In the invention according to claim 4, the ratio of the number of permanent magnets or electromagnets to the number of armatures is set at a ratio of 4: 3, so that not only single-phase but also three-phase Can be generated, which is effective at the time of charging and power transmission, and can enhance convenience when using electromotive force.

As described above, the initial purpose can be sufficiently achieved.

[Brief description of the drawings]

FIG. 1 is an overall plan view of an embodiment of the present invention.

FIG. 2 is a sectional view of an embodiment of the present invention.

FIG. 3 is a partial plan sectional view of the embodiment of the present invention.

FIG. 4 is a partial vertical sectional view of the embodiment of the present invention.

FIG. 5 is a partial side view of the embodiment of the present invention.

FIG. 6 is a partially enlarged side sectional view of the embodiment of the present invention.

FIG. 7 is a partial perspective view of the embodiment of the present invention.

FIG. 8 is a partially enlarged explanatory view of the embodiment of the present invention.
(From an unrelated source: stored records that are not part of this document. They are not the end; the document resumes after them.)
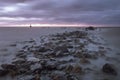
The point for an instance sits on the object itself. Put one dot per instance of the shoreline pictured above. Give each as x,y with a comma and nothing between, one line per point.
95,52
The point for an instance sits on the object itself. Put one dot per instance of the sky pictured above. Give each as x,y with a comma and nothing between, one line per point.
78,12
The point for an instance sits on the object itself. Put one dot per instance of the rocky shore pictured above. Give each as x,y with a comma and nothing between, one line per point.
75,55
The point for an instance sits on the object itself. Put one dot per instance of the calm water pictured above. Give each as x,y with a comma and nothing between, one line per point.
9,35
112,37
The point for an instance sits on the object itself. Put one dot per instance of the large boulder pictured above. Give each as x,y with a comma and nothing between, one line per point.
9,67
109,69
3,72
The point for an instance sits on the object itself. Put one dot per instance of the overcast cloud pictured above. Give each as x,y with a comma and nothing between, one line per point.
97,12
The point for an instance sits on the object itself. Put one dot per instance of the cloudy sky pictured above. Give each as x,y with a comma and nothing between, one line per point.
89,12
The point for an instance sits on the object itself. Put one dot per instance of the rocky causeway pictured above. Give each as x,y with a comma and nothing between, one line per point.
81,54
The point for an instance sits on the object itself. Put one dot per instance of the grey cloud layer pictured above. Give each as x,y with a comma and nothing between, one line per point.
67,11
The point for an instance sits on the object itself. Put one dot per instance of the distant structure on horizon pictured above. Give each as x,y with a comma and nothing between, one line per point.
30,26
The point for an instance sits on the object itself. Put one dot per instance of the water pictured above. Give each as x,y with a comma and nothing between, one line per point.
112,37
10,35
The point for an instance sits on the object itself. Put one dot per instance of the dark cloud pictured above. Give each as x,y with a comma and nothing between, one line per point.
101,12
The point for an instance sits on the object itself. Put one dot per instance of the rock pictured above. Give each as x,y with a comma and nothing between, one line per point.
84,61
21,55
90,28
58,76
62,49
9,67
51,66
109,69
73,69
3,72
77,69
43,49
36,66
33,59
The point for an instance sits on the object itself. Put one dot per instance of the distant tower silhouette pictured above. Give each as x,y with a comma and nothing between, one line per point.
30,25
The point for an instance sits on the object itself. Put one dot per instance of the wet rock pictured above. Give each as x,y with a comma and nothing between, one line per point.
13,45
19,61
50,66
109,69
73,69
84,61
90,28
43,49
21,55
9,67
77,69
3,72
58,76
62,49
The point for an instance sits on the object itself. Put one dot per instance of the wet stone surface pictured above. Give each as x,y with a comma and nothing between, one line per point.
64,56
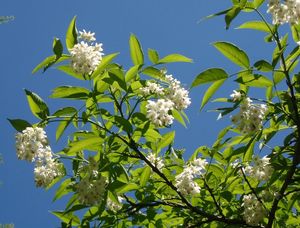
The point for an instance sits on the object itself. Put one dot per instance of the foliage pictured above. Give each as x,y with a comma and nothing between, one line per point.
124,170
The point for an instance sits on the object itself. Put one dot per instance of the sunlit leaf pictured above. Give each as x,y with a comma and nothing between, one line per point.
175,58
71,35
136,51
70,92
233,53
209,75
37,106
19,124
211,91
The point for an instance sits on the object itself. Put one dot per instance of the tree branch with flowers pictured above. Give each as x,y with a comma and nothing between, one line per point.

FIG. 9 is an electric circuit diagram of the embodiment of the present invention.

FIG. 10 is another electric circuit diagram of the embodiment of the present invention.

[Description of Signs] M Wind 2 Fixed Wheel Member 4 Rotating Wheel Member 7a Rolling Tapered Surface 8 Rolling Roll 9 Armature 10 Permanent Magnet 11 Magnetic Conductor 12 Pressure-Receiving Blade 14 Output Unit

Claims (4)

[Claims] 1. A rotating wheel member is rotatably arranged on an outer peripheral portion of a fixed wheel member, and a plurality of permanent magnets or electromagnets are arranged inside the rotating wheel member at predetermined intervals, and the fixed wheel member is fixed. A plurality of armatures having an iron core and windings are arranged at predetermined intervals on the outer peripheral surface of the ring member, pressure-receiving blades for receiving wind or hydraulic power are provided on the rotating wheel member, and each winding is output to an output unit. Connected to
A tapered rolling taper surface is formed on both sides of the outer peripheral portion of the fixed wheel member, and rolling rollers are provided on both sides of the outer peripheral portion of the rotating wheel member so as to contact the rolling taper surface and roll. A power generator characterized by being installed and configured. 2. The power generating apparatus according to claim 1, wherein the rolling surface of the rolling roll is formed as a tapered tapered surface having the same ratio as the tapered ratio of the rolling tapered surface. 3. The power generator according to claim 1, wherein the permanent magnet or the electromagnet is fixedly attached to the rotating wheel member by a magnetic conductor. 4. A ratio of the number of said permanent magnets or electromagnets to the number of said armatures is set to a ratio of 4: 3.
Or the power generator according to 3.